Le persone entrano distratte, magari chiacchierando, le passano accanto, quasi la calpestano senza rendersi conto della sua presenza. Perfetta anticipazione di quei “corpi latenti, residui” che la coreografa menziona nelle sue note di regia: presenze che abitano un apparente disordine di senso, nascoste in qualche anfratto, pronte a premere per emergere.

All’inizio effettivo della performance, Cristiani muove la stoffa, rivela il volto e il corpo, per poi decidere di abbandonare definitivamente il sudario, mostrandosi nuda. Poco dopo, torna a chinarsi e utilizza un abito per pulire il palcoscenico da alcune macchie di sangue: la stoffa si tinge di rosso e, una volta indossato quel vestito, l’impronta ematica conferisce un significato fortissimo al corpo che lo abita.

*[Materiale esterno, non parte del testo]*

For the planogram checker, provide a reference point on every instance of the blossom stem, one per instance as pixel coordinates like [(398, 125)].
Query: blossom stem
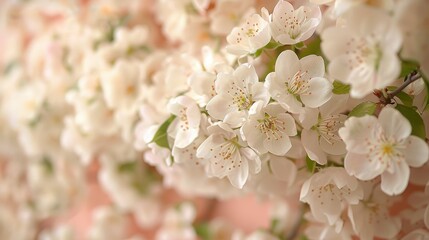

Quella traccia ematica sul vestito non è un semplice elemento visivo, rappresenta un coagulo di significati sommersi evocando al contempo la violenza e la sacralità, la ferita e la ciclicità biologica, la fragilità estrema e la carne viva dell’interprete e dei personaggi che incarna. Diventa insomma la testimonianza visibile di un trauma o di una genesi, segnando indissolubilmente sia l’abito sia il corpo nudo che torna ad abitarlo. Il sangue non è solo una macchia, ma la traccia visibile di un vissuto che riaffiora.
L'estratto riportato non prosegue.